Now instead of two services where only the name differs, only a single service with a deploy specification that specifies two replicas. Now when deploying to the docker swarm it will start two containers. Docker adds the IP address of both containers to the internal DNS, so resolving “http” will use a round robin scheme switching between the replicas. This can be used by our loadbalancer to switch between the containers exactly like with the setup with two services.

The previous nginx loadbalancer setup

upstream datadriven-investment-loadbalance {
    server http1;
    server http2;
}

It can now be changed to

upstream datadriven-investment-loadbalance {
    server http;
}

Switching between the containers are now handled by the DNS service instead of nginx. If we change it to have 3 or more replicas it will automatic work because of the DNS service.

In my current setup I use docker-compose but it will ignore the replicas directive since it is only used by docker in swarm mode. Since the service discovery by nginx are based on the DNS name it will still work fine when using it from my local development setup where only a single instance is started. A side benefit is that we save resources in the development environment because only a single service are started.

Increasing PHP upload limit

The default file upload limit on the php:7.1-fpm-alpine docker image is just 2mb which is a bit to low for me, so I wanted to change the limit to 64mb instead. The image loads all the .ini files in the folder /usr/local/etc/php/conf.d/ so we need to add a file to this folder that changes the defaults.

uploads.ini

file_uploads = On
upload_max_filesize = 64M
post_max_size = 64M

This file is then copied to the correct folder using the ADD directive in the Dockerfile

ADD uploads.ini /usr/local/etc/php/conf.d/uploads.ini

This changes the upload limit in the php service, but nginx also have an internal limit for request size, so we also need to increase this limit in the loadbalancer and http service.

client_max_body_size 64m;

Both the settings are described here

Speeding up the build time for docker images

The bitbucket build pipeline takes around 5 minutes to build, this gives around 10 deploys each month on the free plan. Since most of the build time is used to compile php in the php-fpm image I thought that it would be possible to cache this part to improve the build time. Bitbucket does have a caching mechanism and docker also have a cache that speeds up builds.

The correct way to speedup the build process is to use the docker build image, but as described in this issue it is currently a work in progress in bitbucket pipelines. It seems like it will be supported shortly so I will not try to do a workaround.

They way the docker build cache works are described here. In short for every RUN command in the Dockerfile docker creates a cache called a step/layer. If the run command does not change docker will use the cache instead of running the RUN command.

Update wordpress

In my initial setup wordpress was v4.9 this was updated to v4.9.1 fixing a few security problems. So I need to update my version, the setup is already prepared for this, i just needed to download the newest tar.gz file from wordpress.org and overwrite the existing file in the folder for the fileserver.

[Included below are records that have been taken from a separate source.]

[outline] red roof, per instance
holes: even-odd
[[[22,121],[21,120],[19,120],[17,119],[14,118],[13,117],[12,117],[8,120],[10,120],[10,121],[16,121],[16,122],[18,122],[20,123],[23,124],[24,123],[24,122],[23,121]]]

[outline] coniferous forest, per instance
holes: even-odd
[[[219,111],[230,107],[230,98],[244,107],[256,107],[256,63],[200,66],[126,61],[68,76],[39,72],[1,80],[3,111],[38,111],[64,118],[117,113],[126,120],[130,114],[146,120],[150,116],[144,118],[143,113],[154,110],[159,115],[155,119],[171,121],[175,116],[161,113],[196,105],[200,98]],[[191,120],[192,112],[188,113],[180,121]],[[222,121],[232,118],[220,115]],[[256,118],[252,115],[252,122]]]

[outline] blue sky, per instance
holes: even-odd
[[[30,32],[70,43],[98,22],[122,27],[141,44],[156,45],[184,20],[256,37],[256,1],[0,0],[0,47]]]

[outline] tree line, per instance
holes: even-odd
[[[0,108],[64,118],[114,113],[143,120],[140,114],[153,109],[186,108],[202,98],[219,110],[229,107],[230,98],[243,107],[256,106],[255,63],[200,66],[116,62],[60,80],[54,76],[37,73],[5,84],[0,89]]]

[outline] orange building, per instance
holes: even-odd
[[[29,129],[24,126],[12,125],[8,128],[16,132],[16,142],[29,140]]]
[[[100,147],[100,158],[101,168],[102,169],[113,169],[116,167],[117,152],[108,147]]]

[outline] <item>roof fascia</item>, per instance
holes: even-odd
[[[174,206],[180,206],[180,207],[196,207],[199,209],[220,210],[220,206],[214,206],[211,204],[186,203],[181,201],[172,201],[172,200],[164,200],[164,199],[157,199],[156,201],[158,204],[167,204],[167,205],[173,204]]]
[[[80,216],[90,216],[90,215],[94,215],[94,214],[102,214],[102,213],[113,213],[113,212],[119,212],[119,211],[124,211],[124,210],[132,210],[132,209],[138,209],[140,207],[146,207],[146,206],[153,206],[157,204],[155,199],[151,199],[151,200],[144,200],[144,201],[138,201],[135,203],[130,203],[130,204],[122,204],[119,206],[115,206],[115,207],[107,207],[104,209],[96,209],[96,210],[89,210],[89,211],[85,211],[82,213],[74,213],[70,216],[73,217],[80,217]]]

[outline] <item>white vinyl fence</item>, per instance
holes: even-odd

When deploying the new setup wordpress core is updated.

Next steps

Now the http service are replicated but this services only serves static files and act as a proxy to php-fpm, not a very resource intensive job. Most of the load will be placed in the php-fpm service, which is not replicated yet. This bottleneck needs to be removed.

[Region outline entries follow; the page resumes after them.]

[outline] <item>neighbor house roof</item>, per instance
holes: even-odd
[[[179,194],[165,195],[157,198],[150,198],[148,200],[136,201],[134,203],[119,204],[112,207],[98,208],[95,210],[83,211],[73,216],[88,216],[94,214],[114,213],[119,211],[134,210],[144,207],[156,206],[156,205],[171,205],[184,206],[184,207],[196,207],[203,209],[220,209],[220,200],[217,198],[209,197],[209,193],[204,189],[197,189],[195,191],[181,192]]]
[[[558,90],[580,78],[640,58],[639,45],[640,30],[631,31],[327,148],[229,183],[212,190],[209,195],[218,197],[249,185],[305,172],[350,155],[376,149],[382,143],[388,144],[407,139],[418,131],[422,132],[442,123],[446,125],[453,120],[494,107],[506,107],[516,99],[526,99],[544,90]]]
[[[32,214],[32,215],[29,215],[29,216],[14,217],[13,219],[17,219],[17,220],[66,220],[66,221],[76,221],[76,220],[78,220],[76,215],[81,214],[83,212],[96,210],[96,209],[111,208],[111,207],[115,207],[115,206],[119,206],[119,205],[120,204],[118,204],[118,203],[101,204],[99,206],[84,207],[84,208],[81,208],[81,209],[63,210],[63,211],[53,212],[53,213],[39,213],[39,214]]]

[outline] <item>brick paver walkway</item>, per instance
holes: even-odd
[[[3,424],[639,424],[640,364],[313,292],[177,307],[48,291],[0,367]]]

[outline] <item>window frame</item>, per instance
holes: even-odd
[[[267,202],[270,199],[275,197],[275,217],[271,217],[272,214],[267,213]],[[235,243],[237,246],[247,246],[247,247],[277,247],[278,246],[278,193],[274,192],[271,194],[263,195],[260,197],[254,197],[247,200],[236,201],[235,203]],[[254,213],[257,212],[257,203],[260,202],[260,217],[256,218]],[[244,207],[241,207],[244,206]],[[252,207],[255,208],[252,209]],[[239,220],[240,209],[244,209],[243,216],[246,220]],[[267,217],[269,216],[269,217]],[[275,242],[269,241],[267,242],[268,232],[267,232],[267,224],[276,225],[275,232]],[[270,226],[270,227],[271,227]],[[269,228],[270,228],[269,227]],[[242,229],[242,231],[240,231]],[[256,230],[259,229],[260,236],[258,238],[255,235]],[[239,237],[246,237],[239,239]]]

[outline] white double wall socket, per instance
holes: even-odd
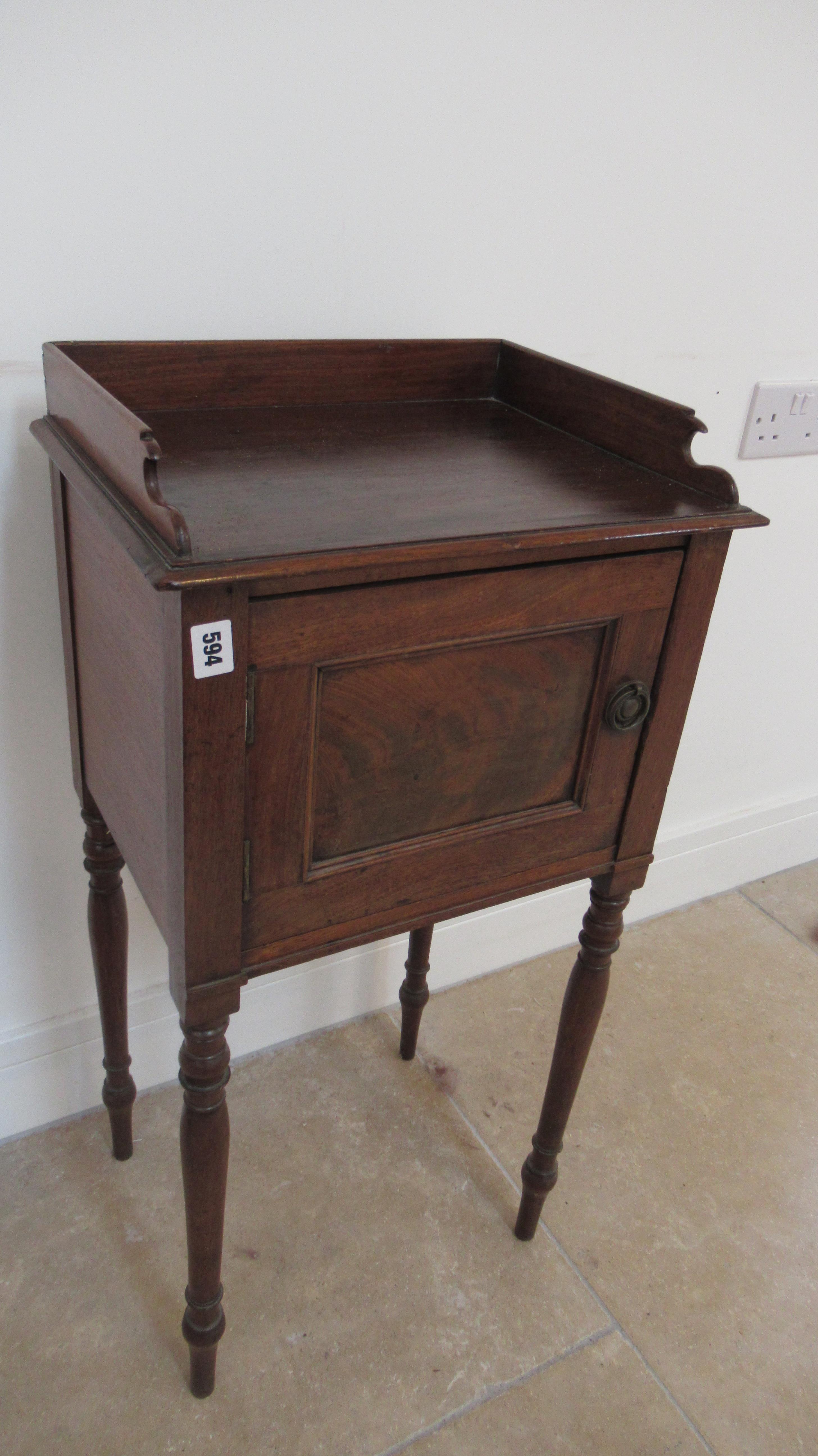
[[[818,380],[757,384],[744,427],[739,460],[818,451]]]

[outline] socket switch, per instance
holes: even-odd
[[[757,384],[744,427],[739,460],[818,451],[818,380]]]

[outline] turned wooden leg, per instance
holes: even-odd
[[[230,1080],[227,1021],[189,1026],[179,1053],[179,1082],[185,1089],[179,1143],[188,1222],[188,1307],[182,1334],[191,1347],[191,1390],[210,1395],[215,1383],[215,1347],[224,1334],[221,1309],[221,1239],[230,1121],[226,1086]]]
[[[83,811],[84,866],[89,872],[87,925],[105,1056],[102,1101],[111,1118],[114,1156],[124,1162],[134,1152],[131,1108],[137,1089],[128,1072],[128,907],[119,871],[125,860],[108,824],[89,801]]]
[[[549,1085],[531,1152],[523,1163],[523,1198],[514,1229],[518,1239],[533,1239],[543,1204],[557,1179],[556,1160],[562,1134],[576,1096],[608,990],[611,957],[619,946],[622,916],[630,895],[607,898],[591,881],[591,906],[579,932],[579,954],[573,964],[559,1028]]]
[[[397,992],[400,1006],[400,1056],[405,1061],[412,1061],[418,1050],[418,1032],[424,1006],[429,999],[426,986],[426,971],[429,968],[429,946],[432,943],[434,925],[419,925],[409,932],[409,958],[406,961],[406,978]]]

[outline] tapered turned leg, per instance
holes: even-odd
[[[87,925],[105,1056],[102,1101],[111,1118],[114,1156],[134,1152],[131,1108],[137,1089],[128,1070],[128,907],[119,871],[125,860],[96,805],[83,811],[84,866],[89,872]]]
[[[556,1160],[562,1134],[576,1096],[608,990],[611,957],[619,946],[622,916],[630,895],[607,898],[591,881],[591,906],[579,932],[573,964],[556,1034],[549,1085],[531,1152],[523,1163],[523,1198],[515,1235],[533,1239],[546,1197],[557,1179]]]
[[[191,1347],[191,1390],[210,1395],[215,1383],[215,1347],[224,1334],[221,1309],[221,1239],[230,1121],[226,1086],[230,1080],[227,1021],[189,1026],[179,1053],[179,1082],[185,1089],[179,1143],[188,1222],[188,1307],[182,1334]]]
[[[424,1006],[429,999],[426,986],[426,971],[429,968],[429,946],[432,943],[434,925],[419,925],[409,932],[409,958],[406,960],[406,978],[397,992],[400,1000],[400,1056],[405,1061],[412,1061],[418,1050],[418,1032]]]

I noticed that the service I use for database backup is not working correctly, it does not do the automatic backup that it is supposed to. Only if I attach to the container and run the backup command manually it does a backup. This needs to be fixed. I would like to find a way to boot and run an image at a scheduled time. Right now the two backup services run continuously but are only needed when the do the backup, the rest of the time they just idle, wasting resources.